Altı yıl aradan sonra Spor Toto Süper Lige yükselerek Ankara’yı sevince boğan MKE Ankaragücü’nde maddi sıkıntılar zirve yapmış durumda. Takımdan ayrılan oyuncuların ardı arkası kesilmiyor.
Evet binbir hevesle çıkılan Süper Ligde tutunmak çok zordur. Hem maddi olarak hem de manevi olarak tutunmak çok ama zor bir durum. Çünkü burası devlerin çarpıştığı bir arena. Burada ayakta kalabilmek için mutlaka çok iyi bir ekonominizin olması birinci şarttır.
Yani kısacası çıkmanızla düşmeniz bir olur ne olduğunu anlayamaz “Eşşekten düşen karpuza” dönersiniz de acıdan sızıdan ne yapacağınızı bilemezsiniz. Şuan Ankaragücü’nün durumu aynen bu. Yani kulübün borçları o kadar çok ki hangi birini ödeyeceğini, önceliği kime vereceğini şaşırmış durumda.

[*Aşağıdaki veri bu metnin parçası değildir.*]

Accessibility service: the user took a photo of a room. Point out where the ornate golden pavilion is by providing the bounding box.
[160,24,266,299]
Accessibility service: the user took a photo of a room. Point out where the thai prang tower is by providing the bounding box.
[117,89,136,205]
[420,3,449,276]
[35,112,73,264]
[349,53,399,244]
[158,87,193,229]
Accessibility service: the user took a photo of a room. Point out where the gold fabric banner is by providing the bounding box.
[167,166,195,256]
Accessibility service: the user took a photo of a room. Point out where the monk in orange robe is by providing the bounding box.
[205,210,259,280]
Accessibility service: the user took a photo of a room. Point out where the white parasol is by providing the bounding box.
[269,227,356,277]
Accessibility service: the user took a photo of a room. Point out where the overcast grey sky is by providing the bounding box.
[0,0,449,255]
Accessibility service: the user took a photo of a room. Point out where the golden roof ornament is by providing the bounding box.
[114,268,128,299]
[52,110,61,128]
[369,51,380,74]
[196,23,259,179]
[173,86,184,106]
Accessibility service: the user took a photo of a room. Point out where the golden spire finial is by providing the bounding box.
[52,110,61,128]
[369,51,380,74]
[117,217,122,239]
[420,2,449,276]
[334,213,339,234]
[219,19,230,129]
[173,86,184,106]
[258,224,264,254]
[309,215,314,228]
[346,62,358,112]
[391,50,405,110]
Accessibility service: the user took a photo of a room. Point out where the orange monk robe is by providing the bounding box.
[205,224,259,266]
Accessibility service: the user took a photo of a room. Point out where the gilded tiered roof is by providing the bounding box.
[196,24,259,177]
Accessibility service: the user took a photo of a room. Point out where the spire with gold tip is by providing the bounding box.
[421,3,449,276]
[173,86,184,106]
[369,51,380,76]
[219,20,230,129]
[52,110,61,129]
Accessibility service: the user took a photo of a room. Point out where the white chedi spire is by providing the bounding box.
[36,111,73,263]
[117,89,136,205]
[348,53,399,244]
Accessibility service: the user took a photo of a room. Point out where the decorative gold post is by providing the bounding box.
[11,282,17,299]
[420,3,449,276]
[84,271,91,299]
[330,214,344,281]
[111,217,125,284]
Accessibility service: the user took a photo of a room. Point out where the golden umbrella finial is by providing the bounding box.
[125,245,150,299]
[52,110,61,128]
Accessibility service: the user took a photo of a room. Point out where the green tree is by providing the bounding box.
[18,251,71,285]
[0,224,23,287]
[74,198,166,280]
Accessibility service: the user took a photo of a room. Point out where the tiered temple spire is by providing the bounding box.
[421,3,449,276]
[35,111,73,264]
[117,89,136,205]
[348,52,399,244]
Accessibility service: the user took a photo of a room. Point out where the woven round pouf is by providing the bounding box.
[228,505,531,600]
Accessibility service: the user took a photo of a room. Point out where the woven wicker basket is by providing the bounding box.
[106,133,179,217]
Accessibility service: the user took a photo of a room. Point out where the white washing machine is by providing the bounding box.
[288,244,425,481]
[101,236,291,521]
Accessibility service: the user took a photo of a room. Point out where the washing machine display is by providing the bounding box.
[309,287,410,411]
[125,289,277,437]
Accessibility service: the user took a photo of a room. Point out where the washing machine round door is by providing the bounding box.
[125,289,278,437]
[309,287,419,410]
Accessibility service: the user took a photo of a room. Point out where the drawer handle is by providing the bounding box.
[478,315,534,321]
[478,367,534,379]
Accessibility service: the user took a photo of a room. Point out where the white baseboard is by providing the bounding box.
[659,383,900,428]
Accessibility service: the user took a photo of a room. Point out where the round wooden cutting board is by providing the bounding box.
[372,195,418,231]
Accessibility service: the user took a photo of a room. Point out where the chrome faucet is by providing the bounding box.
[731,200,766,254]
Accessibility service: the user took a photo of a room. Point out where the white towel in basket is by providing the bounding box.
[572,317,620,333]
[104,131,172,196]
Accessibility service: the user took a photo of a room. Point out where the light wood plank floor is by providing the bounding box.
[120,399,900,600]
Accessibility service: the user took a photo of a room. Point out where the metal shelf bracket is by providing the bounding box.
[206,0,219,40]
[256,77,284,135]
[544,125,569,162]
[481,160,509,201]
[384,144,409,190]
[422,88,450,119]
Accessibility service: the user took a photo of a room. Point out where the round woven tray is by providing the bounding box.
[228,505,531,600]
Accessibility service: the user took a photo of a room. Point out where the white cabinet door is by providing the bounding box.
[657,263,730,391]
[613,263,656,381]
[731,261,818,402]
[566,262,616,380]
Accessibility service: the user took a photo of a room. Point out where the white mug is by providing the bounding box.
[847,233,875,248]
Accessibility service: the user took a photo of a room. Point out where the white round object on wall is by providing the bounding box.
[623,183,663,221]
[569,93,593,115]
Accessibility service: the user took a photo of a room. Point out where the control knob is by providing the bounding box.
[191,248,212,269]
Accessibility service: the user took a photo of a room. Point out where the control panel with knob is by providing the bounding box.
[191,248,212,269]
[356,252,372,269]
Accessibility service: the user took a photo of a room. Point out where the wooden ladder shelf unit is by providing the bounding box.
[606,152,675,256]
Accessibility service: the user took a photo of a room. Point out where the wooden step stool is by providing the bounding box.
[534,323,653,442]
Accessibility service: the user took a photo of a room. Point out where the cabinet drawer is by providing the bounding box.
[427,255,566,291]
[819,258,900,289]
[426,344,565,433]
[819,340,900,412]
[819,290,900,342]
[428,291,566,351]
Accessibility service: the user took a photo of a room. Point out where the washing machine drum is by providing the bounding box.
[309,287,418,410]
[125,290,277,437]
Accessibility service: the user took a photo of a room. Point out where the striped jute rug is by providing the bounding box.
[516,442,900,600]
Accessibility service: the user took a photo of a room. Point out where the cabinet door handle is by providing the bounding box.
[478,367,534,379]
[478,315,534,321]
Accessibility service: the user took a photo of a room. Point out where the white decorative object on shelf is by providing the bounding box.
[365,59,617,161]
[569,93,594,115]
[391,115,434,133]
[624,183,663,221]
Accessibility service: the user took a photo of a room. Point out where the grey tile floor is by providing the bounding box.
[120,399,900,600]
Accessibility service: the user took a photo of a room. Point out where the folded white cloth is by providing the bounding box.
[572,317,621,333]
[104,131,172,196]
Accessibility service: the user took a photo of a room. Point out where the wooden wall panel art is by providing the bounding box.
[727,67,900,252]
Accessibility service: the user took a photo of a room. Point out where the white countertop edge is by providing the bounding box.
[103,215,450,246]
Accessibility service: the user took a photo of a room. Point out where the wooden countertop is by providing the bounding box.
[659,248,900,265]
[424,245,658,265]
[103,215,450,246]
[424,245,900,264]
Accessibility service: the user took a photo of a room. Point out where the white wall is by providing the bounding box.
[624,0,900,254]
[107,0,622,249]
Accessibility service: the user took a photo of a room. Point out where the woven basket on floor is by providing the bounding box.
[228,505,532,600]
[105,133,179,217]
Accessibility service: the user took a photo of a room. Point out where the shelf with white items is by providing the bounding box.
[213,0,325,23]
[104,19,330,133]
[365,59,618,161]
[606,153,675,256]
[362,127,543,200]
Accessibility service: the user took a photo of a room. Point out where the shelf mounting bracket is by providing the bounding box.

Burada elbette öncelik futbolcularda olmalı. Çünkü bu takımın ana nüvesi oyuncularınız olduğu için mecburen onların parasını ödemek zorundasınız. Özellikle yabancı futbolcuların borcunu ödemediğiniz takdirde hemen sizi menajeri aracılığı ile UEFA’ya şikayet ediyor. Şikayet edilince bu kez UEFA kapınıza dayanıyor ve diyor ki bu oyuncunun alacağını şu günde ödemezseniz sizin puanınızı silerim acısını fena çıkarırım.
E hal böyle olunca bu kulüpte başkan olmak ta çok zor, teknik direktör olmakta çok zor, futbolcu olmakta çok zor. Yani dışarıdan göründüğü gibi kulüp başkanlığı hiç cazip bir iş değil. Sadece sizi tanıtır, reklamınızı yaptırır sonrasında siz bütün sorumluluğu ve yükümlülüğü almak zorunda olduğunuz için bütün sorunlarla başa çıkmak mecburiyetinde kalırsınız.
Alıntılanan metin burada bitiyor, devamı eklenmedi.